His primary unusual theses seems to be:
- the American revolution and the consequent proliferation of democracy was, net, a bad thing,
- the modern liberal orthodoxy is not only a church, but simply the same historical church, evolved.
- Colonialism was net fabulous for the governed peoples.
- The solution is to reorganize nations as corporations.
- Civilization is better than other choices (tribalisms, native cultures) for human wellbeing
- Capitalism (not corporatism/fascism/corporate or crony capitalism) is better for human wellbeing
- Liberalism is necessarily increasing
- Libertarianism is 100% impracticable politically, though it would be nice.
I ask now...how radical is this position?
4 is becoming a standard position among the public-choice aware libertarians. 1 is widely accepted by any member of civilization, east or west, who isn't a multiculturalist. Fukuyama advocates this as well, basically. 2 is so simple as to brand the deniers ignorant. C is hard to deny on merits, though there's huge literature attempting it. And 3 isn't that far out there.
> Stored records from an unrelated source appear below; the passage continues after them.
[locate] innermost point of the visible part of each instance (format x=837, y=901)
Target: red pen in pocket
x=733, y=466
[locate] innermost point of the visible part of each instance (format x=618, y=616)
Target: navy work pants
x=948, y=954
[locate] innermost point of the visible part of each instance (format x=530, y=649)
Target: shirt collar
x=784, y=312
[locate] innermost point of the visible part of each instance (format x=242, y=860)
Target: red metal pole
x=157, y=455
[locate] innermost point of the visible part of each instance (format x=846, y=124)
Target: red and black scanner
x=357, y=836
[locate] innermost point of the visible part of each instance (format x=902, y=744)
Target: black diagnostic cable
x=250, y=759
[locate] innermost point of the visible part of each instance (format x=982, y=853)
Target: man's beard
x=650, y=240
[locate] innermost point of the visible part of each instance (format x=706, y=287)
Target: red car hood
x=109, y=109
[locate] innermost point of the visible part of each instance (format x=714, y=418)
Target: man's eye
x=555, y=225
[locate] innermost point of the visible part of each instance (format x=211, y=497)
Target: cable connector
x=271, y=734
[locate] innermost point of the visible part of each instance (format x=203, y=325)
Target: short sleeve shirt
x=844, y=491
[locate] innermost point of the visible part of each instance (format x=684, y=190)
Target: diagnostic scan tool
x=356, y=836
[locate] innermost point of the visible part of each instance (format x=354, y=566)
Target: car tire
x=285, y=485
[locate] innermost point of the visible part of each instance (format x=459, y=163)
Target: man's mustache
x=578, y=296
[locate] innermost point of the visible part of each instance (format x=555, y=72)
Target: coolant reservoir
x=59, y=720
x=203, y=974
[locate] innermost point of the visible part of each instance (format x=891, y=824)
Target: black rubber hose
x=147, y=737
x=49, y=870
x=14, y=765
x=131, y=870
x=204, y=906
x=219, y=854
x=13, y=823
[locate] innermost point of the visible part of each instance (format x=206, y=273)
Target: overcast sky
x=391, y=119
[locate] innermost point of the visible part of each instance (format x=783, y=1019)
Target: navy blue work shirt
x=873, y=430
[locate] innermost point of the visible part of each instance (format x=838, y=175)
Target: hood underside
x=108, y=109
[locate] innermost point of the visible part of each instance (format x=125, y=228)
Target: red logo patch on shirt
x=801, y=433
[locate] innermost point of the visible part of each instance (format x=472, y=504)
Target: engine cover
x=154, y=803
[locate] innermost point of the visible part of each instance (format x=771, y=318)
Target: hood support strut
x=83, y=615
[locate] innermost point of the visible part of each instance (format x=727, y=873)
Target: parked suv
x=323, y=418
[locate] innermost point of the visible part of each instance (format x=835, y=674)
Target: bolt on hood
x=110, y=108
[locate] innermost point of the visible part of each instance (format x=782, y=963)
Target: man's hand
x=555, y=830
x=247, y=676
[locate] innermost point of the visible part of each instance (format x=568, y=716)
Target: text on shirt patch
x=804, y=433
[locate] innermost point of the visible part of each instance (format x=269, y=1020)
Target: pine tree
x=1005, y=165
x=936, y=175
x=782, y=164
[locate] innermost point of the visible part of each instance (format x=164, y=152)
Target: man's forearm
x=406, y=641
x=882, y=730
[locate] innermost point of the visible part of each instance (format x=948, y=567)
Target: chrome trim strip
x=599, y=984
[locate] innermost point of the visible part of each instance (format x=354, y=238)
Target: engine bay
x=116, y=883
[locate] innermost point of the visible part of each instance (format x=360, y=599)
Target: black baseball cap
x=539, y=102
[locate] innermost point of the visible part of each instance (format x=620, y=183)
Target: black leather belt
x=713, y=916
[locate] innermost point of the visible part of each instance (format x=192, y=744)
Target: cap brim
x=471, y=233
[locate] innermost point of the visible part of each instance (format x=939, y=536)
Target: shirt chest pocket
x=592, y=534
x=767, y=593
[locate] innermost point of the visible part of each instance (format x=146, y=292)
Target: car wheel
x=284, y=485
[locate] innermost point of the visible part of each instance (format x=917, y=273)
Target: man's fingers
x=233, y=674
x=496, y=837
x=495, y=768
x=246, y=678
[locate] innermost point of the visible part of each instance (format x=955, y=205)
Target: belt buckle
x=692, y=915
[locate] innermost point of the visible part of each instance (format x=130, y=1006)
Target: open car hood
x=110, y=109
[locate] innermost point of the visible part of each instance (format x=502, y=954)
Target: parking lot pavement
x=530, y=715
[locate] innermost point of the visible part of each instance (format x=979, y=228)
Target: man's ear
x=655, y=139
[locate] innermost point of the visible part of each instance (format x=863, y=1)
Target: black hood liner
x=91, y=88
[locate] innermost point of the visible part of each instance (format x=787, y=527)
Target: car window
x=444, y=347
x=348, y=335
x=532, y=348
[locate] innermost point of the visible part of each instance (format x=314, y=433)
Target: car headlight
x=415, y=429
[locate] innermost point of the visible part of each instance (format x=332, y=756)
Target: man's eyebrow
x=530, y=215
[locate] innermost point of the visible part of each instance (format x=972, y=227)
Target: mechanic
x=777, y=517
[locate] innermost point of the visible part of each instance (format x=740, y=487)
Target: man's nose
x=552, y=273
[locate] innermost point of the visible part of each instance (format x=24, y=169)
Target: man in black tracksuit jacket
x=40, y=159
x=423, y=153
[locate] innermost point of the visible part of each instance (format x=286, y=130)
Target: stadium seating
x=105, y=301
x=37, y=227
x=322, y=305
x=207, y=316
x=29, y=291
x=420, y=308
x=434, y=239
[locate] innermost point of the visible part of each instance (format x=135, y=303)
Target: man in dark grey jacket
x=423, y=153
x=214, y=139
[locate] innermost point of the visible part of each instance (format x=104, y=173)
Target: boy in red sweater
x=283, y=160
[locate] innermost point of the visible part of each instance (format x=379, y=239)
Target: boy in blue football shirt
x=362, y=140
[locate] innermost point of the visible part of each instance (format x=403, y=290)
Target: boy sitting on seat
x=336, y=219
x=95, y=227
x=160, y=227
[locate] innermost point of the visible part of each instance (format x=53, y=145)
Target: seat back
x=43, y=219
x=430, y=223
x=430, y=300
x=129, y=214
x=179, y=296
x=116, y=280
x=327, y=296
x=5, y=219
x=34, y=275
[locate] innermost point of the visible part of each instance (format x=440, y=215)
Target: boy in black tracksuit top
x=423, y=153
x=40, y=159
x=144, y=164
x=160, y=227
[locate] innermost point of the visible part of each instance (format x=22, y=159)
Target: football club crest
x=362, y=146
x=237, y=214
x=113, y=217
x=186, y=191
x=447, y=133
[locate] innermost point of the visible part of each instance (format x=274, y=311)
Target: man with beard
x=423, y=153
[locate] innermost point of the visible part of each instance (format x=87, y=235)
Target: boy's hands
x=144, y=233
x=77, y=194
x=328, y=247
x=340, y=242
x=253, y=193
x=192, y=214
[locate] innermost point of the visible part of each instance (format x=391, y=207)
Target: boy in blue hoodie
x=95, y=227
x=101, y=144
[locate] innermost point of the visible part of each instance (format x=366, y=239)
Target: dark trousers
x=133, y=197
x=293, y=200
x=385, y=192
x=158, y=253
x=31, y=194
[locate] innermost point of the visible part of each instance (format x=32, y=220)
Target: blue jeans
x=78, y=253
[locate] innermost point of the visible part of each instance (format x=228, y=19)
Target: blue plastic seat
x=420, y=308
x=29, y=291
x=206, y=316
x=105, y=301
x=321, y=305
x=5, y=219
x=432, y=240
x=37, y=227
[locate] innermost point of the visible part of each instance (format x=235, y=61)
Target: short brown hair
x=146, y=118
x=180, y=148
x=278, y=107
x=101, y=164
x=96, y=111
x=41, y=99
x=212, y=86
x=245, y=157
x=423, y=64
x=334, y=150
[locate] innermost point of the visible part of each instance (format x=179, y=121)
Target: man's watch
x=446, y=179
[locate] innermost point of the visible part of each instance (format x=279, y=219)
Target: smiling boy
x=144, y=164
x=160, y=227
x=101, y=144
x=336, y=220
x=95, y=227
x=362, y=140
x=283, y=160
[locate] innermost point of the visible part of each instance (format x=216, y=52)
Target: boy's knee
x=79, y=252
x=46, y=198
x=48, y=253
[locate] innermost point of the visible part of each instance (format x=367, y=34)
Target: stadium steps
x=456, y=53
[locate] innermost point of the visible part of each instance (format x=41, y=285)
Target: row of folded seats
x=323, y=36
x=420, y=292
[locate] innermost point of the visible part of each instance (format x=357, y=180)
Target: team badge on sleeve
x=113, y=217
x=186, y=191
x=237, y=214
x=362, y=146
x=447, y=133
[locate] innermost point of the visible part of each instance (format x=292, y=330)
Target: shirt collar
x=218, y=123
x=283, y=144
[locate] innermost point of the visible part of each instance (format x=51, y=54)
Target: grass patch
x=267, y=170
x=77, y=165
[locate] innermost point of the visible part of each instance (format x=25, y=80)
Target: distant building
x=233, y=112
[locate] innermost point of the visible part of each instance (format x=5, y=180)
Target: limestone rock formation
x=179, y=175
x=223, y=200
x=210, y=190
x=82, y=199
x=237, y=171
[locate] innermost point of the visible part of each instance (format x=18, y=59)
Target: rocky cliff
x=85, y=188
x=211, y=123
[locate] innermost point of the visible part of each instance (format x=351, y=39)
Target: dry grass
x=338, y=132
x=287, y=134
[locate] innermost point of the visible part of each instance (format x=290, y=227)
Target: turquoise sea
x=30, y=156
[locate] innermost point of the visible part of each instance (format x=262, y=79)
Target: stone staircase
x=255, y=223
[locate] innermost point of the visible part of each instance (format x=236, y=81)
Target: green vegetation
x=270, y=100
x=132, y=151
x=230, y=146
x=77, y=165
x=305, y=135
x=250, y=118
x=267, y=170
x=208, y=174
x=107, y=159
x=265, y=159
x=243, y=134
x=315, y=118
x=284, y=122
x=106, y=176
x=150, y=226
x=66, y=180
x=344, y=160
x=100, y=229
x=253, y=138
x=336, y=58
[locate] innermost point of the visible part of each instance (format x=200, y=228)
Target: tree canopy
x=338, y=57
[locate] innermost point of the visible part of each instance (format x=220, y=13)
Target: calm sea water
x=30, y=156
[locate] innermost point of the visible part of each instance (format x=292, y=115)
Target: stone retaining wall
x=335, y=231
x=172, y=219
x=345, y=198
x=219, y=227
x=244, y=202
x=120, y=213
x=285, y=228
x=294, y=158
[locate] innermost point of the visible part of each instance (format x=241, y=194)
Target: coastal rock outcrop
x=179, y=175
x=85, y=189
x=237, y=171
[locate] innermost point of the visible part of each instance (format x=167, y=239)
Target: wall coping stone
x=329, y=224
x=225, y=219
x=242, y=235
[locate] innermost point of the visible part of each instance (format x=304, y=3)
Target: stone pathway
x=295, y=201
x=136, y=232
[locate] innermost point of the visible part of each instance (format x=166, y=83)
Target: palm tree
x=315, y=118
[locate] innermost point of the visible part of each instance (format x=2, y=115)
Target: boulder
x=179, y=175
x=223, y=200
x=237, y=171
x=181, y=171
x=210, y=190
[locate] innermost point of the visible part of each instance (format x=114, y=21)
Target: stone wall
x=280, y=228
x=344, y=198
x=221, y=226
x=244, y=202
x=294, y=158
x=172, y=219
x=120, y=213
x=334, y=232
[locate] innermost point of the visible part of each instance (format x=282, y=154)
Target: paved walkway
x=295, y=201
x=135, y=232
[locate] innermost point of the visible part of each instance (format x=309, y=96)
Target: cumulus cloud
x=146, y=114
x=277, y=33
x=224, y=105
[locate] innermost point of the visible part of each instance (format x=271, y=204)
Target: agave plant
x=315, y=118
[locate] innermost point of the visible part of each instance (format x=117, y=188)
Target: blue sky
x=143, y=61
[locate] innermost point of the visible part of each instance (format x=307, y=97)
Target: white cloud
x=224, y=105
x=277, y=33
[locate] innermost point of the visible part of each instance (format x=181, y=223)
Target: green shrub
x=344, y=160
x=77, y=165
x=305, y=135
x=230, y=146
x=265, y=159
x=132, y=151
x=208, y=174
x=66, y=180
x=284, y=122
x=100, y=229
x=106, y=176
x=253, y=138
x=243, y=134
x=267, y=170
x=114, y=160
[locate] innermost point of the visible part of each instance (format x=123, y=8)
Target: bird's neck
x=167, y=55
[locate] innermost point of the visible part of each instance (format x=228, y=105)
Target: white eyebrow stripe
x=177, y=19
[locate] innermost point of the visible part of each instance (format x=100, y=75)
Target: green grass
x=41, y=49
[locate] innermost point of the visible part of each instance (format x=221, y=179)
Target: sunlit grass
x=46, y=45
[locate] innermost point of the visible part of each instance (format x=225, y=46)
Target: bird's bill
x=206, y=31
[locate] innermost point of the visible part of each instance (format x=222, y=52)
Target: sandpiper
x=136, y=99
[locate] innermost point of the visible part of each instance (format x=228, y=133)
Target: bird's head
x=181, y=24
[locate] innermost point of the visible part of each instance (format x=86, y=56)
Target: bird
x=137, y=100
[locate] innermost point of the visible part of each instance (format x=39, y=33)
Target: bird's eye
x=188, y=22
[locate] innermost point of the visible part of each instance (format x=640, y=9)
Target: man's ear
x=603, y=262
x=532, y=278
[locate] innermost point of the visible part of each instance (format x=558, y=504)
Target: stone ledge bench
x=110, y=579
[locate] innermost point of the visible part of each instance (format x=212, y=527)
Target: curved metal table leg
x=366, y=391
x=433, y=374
So what really are Mencius's points of departure from the libertarian mainstream. Points A,B, and D. D is a solution to problems recognized in 3 and 4. A is a value statement, which loudly acknowledges the costs of democracy, which are well known mostly as the insights of public choice economics. And finally B. B has two parts. B1: liberalism acts just like a church, wiuth religion-like orthodoxy and crusades against the infidel. Anyone who is not a liberal either thinks this already, or will on reflection find it not a surprising thesis.
This leaves Mencius's only unusual thesis as: The church of liberalism is a direct, continuous, non-radical descendent of the early american church.
Is it really this simple, or am I missing something?
UPDATE: Corrected spellings on Mencius, as per a commenter's correction.